The main consideration about the correlation between vaccine administration and side effects in the female population is affected by a systematic mistake. Women are often excluded from drug and vaccine trials due to concerns about the potential impact of hormones on the menstrual cycle or the risk of pregnancy. Consequently, much of the available data are derived from trials conducted primarily or to a greater extent in males. Thus, besides genetic and biological factors, exogenous factors must be considered in response to immune-based therapies. For example, when examining the relationship between gender bias and vaccination response, reports have indicated misinformation regarding sample sizes and a lack of research that includes sex stratification. These limitations hinder our comprehensive understanding of gender-based differences in responses. Furthermore, vaccination data are influenced by inequalities in vaccine distribution in poorer regions of the world, where access to vaccination and basic medications (such as antibiotics) remains restricted or limited for females, often due to regressive and misogynistic views or economic and social issues (UNICEF DATA, 2023). This underscores the persisting gender disparities that impact vaccine distribution and responses to infection.

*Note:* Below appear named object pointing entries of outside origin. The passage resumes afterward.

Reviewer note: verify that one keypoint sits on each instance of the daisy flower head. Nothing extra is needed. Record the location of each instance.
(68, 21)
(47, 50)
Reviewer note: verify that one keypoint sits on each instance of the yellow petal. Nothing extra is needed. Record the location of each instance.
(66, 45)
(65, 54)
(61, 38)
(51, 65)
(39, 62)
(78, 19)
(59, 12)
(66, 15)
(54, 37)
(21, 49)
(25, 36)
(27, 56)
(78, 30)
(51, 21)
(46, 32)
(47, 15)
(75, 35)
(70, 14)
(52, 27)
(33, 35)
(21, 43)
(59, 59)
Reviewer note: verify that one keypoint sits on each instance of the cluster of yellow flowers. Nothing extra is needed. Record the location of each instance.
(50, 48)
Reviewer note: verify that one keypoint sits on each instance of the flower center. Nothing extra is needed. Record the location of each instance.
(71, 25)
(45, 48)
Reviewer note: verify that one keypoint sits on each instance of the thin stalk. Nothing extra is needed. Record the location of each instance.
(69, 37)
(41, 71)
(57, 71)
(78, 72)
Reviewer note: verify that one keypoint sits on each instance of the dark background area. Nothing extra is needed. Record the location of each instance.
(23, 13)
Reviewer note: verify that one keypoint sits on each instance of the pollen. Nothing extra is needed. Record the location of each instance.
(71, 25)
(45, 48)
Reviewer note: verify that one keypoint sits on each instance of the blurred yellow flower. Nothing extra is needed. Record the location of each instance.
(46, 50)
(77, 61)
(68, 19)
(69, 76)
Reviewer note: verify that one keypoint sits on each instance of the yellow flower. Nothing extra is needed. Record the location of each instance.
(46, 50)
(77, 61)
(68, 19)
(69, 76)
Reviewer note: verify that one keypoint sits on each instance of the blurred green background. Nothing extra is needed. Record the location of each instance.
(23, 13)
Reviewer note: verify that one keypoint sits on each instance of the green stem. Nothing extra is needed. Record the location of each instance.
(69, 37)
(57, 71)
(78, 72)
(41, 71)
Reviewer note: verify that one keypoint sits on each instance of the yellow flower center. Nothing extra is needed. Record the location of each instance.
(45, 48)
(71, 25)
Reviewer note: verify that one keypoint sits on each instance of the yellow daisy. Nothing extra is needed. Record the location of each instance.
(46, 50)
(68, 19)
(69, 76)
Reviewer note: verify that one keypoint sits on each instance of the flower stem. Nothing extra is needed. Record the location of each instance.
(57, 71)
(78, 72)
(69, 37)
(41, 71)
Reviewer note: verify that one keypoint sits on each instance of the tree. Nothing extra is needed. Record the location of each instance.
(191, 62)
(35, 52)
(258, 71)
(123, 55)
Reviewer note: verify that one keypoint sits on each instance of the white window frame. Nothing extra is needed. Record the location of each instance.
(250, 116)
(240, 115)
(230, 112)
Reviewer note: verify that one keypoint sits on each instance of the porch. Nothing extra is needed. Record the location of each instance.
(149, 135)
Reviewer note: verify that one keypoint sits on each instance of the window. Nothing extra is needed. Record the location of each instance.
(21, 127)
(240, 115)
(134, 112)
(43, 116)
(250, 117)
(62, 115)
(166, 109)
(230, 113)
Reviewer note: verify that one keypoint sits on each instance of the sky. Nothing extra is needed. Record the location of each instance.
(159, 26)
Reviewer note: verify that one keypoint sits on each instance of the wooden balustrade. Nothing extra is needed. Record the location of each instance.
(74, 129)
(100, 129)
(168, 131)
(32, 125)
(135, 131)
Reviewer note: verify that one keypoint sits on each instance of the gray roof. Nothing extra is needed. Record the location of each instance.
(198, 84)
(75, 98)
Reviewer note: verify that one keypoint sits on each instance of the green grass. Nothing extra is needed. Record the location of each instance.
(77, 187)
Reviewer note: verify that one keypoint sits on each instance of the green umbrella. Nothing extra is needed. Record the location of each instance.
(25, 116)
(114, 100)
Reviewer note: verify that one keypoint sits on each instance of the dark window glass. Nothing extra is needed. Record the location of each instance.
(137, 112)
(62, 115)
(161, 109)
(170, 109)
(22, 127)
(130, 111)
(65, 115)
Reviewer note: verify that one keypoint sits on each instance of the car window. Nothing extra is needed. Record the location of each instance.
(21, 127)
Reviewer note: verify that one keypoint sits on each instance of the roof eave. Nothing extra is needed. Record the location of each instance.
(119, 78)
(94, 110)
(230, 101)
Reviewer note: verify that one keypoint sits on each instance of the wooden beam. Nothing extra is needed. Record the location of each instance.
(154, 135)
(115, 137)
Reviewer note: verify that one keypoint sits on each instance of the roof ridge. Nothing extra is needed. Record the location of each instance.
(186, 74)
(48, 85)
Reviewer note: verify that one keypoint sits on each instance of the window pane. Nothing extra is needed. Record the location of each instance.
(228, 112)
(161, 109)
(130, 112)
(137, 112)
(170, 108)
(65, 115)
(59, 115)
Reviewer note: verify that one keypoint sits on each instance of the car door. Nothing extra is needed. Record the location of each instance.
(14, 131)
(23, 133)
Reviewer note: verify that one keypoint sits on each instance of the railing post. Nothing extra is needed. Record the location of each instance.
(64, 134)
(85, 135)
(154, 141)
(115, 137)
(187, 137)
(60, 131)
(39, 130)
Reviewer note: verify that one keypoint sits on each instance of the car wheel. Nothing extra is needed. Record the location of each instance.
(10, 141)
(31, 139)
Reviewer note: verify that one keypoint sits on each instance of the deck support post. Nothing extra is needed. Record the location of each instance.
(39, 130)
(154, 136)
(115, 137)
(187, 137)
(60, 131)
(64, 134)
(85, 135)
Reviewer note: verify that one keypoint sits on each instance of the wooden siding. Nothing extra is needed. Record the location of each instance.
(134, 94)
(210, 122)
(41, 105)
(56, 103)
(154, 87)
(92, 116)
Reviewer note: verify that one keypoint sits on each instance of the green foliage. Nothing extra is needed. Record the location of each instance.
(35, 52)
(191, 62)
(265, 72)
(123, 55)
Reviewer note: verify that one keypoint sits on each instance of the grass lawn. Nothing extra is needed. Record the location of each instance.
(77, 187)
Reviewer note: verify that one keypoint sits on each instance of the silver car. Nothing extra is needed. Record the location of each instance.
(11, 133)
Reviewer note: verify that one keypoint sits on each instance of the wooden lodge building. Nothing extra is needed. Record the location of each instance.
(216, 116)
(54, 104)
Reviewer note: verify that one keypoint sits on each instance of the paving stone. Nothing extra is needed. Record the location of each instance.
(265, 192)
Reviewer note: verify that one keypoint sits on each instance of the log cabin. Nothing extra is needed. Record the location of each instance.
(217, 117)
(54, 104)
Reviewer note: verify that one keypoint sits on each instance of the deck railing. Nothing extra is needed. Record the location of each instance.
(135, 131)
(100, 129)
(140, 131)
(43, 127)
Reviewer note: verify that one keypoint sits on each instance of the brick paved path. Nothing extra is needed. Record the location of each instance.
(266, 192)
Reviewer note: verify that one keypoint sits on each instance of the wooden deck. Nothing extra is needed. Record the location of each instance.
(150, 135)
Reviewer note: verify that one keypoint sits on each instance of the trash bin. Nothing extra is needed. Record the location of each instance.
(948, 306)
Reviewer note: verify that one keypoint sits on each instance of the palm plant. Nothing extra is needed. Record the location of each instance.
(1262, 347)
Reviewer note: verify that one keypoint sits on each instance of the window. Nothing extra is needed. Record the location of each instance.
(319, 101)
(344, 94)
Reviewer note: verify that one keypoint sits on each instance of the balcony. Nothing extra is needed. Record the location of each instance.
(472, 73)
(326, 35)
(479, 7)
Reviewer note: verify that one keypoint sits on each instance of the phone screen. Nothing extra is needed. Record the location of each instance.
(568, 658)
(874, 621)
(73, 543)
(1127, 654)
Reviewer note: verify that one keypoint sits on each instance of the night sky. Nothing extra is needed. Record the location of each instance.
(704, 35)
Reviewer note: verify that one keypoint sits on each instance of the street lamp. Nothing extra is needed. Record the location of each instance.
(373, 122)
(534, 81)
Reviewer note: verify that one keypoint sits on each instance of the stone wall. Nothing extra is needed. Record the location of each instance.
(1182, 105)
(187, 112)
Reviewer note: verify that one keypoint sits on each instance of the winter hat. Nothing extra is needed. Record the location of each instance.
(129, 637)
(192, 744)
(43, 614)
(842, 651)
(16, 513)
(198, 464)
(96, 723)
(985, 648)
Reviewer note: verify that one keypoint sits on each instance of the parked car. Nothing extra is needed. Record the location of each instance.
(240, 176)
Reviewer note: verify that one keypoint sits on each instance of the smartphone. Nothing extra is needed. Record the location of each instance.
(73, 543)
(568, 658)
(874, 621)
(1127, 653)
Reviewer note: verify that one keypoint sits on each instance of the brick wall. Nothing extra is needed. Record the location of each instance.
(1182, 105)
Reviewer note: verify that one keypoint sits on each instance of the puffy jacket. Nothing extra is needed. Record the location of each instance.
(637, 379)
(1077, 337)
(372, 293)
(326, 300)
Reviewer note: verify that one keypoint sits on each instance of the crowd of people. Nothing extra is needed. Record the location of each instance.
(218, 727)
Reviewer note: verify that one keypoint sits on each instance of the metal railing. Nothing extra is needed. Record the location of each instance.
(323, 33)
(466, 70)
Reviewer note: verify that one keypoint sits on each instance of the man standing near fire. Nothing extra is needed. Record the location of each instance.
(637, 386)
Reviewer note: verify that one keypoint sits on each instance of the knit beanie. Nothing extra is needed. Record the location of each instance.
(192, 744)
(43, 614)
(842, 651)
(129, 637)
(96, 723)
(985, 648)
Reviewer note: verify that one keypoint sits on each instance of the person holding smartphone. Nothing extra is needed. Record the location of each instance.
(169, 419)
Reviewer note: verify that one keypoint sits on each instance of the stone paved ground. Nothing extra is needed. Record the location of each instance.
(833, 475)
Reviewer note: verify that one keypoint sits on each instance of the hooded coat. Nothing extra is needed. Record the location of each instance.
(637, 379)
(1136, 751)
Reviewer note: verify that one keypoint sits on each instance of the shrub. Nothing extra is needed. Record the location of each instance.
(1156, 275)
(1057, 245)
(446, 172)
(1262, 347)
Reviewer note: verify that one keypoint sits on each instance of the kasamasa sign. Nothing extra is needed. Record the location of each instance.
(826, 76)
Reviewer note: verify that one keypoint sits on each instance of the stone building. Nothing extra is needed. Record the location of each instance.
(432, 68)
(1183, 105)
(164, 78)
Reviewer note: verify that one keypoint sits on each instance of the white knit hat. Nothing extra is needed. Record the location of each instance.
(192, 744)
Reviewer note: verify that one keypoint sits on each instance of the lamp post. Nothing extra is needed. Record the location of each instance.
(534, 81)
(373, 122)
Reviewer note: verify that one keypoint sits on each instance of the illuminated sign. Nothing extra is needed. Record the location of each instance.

So, gender-related barriers and gender inequality can hinder people from getting vaccinated. The goal of gender equity is to ensure that everyone has the same opportunities and access to benefit from immunization services. The different social roles assigned to women and men affect the degree to which women have access and control over decisions regarding their health and, unfortunately, that of their children, which include vaccinations. This is because men often act as decision makers within families due to unequal power dynamics and gender inequality. Decision-making capability is strongly associated with the immunization status of children. Mothers who perceive spousal permission is required for their child’s vaccination are less likely to complete the vaccination cycle. In conclusion, gender has an impact on immunization both on the demand side, through health-seeking behaviors, and on the supply side of healthcare service (Tracey et al., 2022).